İstanbul’da IMF karşıtı gösterilerde gaz bombasını bir güzel ciğerlerimize çektikten sonra ayağımın tozuyla Antalya Tekirova’daki Sundance Juggling Festivali’nde aldım soluğu. Sundance Juggling yani daha anlaşılır tabiriyle jonglörlük festivali de neymiş diye soranlar için de biraz bilgi vereyim hemen. 2006 yılında yapılmaya başlanan ve jonglörlükle ilgili veya ilgisiz bir sürü atölye çalışmasına ev sahipliği yapan Tekirova’nın pırıl pırıl güneşi, yemyeşil ormanları ve kayalı taşlı ama tertemiz denizi ile Sundance adlı kamp alanında düzenlenen bir festival bu. Her yıl birbirinden yaratıcı olarak tasarlanmış bedge leriyle, birbirinden ilginç ve yetenekli jonglörlerini biri araya getiriyor bu festival. Bu yıl da çağdaş sirk dansçıları derneği tarafından dördüncüsü düzenlendi ekimin 5 i ile 11 i arası.
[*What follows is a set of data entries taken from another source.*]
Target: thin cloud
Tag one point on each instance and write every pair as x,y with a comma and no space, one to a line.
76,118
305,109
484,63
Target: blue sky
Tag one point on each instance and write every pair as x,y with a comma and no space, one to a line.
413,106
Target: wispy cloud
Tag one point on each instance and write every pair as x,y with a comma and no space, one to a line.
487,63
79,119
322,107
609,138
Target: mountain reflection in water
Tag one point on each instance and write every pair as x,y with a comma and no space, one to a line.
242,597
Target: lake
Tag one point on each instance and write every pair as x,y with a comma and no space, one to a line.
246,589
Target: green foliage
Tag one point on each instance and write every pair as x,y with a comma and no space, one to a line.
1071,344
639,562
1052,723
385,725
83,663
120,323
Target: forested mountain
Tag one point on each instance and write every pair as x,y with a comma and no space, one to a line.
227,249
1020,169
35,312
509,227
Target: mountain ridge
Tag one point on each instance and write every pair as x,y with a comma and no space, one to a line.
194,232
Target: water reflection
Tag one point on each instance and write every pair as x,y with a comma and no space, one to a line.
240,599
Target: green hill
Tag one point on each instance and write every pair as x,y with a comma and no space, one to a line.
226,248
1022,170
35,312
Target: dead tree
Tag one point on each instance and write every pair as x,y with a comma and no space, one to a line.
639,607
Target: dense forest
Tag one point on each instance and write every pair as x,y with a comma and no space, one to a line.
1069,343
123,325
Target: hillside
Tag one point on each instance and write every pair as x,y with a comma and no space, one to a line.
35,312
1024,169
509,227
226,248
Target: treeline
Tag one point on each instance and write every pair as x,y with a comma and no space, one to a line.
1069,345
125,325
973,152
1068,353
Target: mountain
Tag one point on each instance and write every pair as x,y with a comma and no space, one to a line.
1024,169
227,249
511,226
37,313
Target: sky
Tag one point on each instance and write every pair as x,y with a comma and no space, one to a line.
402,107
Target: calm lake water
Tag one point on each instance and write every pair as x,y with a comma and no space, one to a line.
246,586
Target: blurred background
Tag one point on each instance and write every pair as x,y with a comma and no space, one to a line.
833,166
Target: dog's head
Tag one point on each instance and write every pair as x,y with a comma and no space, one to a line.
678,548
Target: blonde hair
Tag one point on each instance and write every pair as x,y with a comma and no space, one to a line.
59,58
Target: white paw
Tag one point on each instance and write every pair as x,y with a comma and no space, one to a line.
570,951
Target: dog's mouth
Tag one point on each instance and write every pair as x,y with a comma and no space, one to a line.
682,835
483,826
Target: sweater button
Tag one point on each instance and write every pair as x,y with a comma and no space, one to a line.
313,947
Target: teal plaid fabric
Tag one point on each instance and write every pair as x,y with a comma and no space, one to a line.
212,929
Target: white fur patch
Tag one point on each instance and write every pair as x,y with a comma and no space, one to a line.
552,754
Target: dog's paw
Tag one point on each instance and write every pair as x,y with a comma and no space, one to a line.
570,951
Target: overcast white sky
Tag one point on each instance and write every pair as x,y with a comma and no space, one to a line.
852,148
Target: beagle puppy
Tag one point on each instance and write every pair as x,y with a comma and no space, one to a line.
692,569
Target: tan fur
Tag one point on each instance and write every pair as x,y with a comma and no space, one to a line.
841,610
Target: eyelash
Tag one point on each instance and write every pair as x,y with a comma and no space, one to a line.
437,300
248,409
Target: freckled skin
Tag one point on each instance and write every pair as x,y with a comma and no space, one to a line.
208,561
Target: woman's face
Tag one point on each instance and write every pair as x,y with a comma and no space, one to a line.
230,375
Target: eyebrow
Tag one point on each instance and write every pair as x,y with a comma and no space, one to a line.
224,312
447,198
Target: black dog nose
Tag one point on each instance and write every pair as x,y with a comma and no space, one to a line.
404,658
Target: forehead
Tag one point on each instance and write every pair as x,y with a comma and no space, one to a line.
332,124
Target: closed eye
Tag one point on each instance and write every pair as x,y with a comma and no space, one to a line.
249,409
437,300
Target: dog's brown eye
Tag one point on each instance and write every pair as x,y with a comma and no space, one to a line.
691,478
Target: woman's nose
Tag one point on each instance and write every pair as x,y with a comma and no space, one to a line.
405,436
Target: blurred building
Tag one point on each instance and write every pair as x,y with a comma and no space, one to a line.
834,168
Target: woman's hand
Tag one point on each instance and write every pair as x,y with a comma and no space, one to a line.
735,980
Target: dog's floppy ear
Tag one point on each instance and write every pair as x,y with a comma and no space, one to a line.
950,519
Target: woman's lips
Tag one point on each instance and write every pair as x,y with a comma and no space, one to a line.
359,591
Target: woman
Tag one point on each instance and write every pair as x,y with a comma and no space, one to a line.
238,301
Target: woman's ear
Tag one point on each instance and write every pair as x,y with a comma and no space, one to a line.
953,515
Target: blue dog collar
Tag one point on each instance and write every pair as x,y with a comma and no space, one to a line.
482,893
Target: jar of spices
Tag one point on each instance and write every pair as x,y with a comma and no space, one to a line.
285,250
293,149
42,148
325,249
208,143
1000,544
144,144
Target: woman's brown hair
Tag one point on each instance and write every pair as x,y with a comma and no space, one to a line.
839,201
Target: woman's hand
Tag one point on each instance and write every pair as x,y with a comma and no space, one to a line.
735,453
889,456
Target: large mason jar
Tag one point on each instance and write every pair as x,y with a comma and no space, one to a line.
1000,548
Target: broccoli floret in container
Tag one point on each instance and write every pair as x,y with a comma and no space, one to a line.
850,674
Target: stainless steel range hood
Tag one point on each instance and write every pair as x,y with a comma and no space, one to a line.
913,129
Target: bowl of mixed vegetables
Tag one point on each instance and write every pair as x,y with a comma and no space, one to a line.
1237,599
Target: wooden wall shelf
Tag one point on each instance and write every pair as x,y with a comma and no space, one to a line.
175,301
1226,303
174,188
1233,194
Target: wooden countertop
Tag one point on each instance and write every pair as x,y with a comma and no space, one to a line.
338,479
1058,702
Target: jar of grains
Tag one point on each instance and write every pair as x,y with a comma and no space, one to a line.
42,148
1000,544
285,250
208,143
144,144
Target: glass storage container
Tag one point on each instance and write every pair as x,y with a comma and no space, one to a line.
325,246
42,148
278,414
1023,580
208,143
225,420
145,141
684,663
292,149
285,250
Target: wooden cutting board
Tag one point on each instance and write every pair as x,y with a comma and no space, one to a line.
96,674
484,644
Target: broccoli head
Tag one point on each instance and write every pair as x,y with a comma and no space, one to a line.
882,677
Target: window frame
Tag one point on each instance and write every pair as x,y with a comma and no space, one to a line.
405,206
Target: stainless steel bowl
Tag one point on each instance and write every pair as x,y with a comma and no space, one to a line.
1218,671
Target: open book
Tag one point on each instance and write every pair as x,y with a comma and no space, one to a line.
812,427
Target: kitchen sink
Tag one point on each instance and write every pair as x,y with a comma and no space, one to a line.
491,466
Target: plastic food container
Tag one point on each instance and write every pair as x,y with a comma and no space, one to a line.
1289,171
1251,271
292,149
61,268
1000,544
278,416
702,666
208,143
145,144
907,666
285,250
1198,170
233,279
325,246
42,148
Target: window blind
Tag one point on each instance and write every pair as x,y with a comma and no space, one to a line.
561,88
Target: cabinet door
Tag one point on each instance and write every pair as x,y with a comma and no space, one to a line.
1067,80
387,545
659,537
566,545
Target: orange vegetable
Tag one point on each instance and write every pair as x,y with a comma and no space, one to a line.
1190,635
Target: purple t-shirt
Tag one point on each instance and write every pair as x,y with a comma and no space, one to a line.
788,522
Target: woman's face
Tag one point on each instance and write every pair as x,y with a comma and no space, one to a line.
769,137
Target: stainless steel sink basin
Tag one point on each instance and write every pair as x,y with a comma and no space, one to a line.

Jonglörlükle çok fazla haşır neşir olmayan, sadece poi çevirmek ve biraz da akrobasiyle ilgilenen ben, kamp alanında, doğanın ortasında olmanın tadına vardıktan sonra onlarca ilginç atölye çalışmasının arasından dansla ilgili olanlarına dadandım hemen. Bunlardan en çok ilgimi çekeni de Biodanza adında ve daha önce de birkaç kere bazı atölye çalışmalarında tanıma imkanı bulduğum danstı. Yazının geri kalanında sizlere bu konu hakkında biraz bilgi verip, ilginizi buraya çekmeye çalışacağım.

Biodanza duygularımızı dışa vurmamızı sağlayan bir sanat. İnsanın müzikle hareketi birleştirerek kendisiyle ve dünyayla -yani çevresiyle- ilişki kurmasını sağlıyor. Evrenle bizim aramızda işbirliği kurulmasını sağlıyor başka bir değişle. 1960’larda Şili’li bir profesör ortaya çıkarmış bu dansı.

Biodanza sırasında birbirimize dokunuruz…
Bazen çoğu insana zor gelen o birbirine dokunma ihtiyacımızı giderir, bu korkumuzu atarız. Bunu suda mayoyla ve hatta çırılçıplak yapanlar da var tabi. Böylece müzik eşliğinde saatlerce dans ederiz. Kullanılan müzik de ortaya çıkarılacak duyguya göre değişir.

Biz elementler üzerine yağunlaşarak dans ettik. Toprak elementini, Afrika müzikleri eşliğinde ayaklarımızı ellerimizi yerlere vurarak ve bu şekilde toprağı hissetme güdüsüyle yaptık örneğin.

Biodanza ile bu son tecrübemden sonra üşenmeyip bir araştırmaya karar verdiğimde, bu dansın aslında oldukça ciddiye alındığını farkettim. Belli başlı bazı kuralları var. Biodanza işte deyip de geçmeyin, bunun teorisini ve nasıl uygulandığını iyice anlamak gerekiyor. Dans etmek değil de dansın kendisi olmak, seçtiğimiz müziğin dans sırasında bizi nasıl etkilediğini anlamak gerek.

Biodanza tecrübesi, etrafınızla kendinizi nasıl ilişkilendirdiğinizi ve gruptaki diğerlerinin kendilerini sizlerle nasıl ilşkilendirdiğini görmenize oldukça yardımcı oluyor gerçekten. Kendi kalp atışlarımdan ve de tepkilerimden, duygu durumumdan yola çıkarak etrafımla ilişkilerimi gözlemleme şansını yakalamama yardımcı olduğu için, bu teknolojiye ve bizlere taa Hollanda’dan kalkıp gelerek bu deneyimi yaşatan tatlı çifte ne kadar teşekkür etsem azdır diyorum ve fırsatını bulduğunuzda denemenizi şiddetle tavsiye ediyorum.